Composer, Clarinetist Derek Bermel to speak at Stetson

Derek Bermel (Photos courtesy of Derek Bermel)

Grammy-nominated composer and clarinetist Derek Bermel has traveled to West Africa to learn gyil music, to Brazil to learn caxixi and to Bulgaria to learn Thracian folk music.

He’s traveled around the world to find out about the music of different countries and regions, and to play their instruments like the gyil, a West African xylophone, and the caxixi, a Brazilian shaker.

“I took some trips and spent some time in various places — Brazil or West Africa or Bulgaria – where I spent time really trying to learn on their instruments with their music,” he said in a phone interview from the Atlantic Center for the Arts in New Smyrna Beach, where he’s a Master Artist in Residence for three weeks, providing guidance and feedback to eight associate composers.

“What’s so interesting about composing is it doesn’t have to be on your instrument,” he said. “That process is very exciting in a different way from playing my own instrument.”

Bermel will talk about his career and music on Friday, March 3, from 2:30 p.m. to 3:30 p.m. in the Composition Forum class in Presser Hall, Room 112, at Stetson University.
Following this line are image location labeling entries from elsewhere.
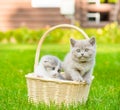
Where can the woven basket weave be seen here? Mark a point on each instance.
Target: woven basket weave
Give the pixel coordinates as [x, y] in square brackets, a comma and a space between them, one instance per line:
[58, 91]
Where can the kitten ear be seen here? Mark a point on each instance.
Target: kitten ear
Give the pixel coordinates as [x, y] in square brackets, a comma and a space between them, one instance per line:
[72, 41]
[92, 40]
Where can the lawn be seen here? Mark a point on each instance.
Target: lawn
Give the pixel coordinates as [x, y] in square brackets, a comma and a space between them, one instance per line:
[18, 60]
Bermel is Artistic Director of the American Composers Orchestra at Carnegie Hall, and has led master classes and held residences around the world, including at Yale and Princeton universities. His talk is free and open to the public.

Manuel de Murga, Ph.D., an associate professor and Director of Composition at Stetson’s School of Music, said he invited Bermel to the Composition Forum after seeing his name on the Artist in Residence schedule at the Atlantic Center for the Arts. Bermel will speak to the class and present his music.
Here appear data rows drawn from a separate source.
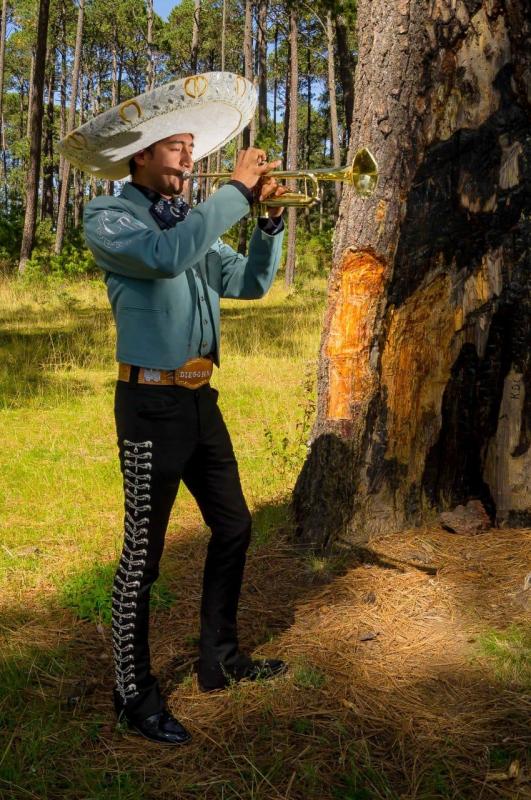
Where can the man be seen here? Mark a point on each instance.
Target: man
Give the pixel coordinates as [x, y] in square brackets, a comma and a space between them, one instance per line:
[165, 269]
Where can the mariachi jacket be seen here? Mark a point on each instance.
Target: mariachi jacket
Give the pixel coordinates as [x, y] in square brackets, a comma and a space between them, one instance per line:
[153, 294]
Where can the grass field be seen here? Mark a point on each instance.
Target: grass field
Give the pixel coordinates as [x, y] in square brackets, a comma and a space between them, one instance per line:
[401, 686]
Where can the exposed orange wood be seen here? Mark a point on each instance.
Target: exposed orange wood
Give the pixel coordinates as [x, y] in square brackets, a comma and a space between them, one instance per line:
[416, 366]
[351, 378]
Bermel was nominated for a Grammy Award for his recording, “Voices for Solo Clarinet and Orchestra,” in 2009. He hold B.A. and D.M.A. degrees from Yale University and the University of Michigan, according to his website.

A lifelong New Yorker, he brings an eclectic musical background to his work. He performed in a rock band for many years and has been involved in hip hop projects, he said. He has performed with a number of jazz artists, as well as receiving many honors and awards for his orchestral works.
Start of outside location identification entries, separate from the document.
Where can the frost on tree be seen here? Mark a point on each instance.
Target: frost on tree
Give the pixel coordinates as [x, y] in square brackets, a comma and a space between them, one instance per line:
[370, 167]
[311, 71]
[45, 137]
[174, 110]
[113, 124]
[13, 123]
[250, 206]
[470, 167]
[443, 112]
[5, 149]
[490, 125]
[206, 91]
“For me, each genre presents very different challenges because people think about music very differently, depending on the genre,” he said. “They imagine creativity differently and they make different kinds of choices and they have very different processes of making music come alive.”

He said he hopes to provide Stetson students with an overview of his journey as a composer and performer.

“I do a lot of performing and traveling around,” he added. “I hope it can be of value to the students to hear another perspective on a life in music.”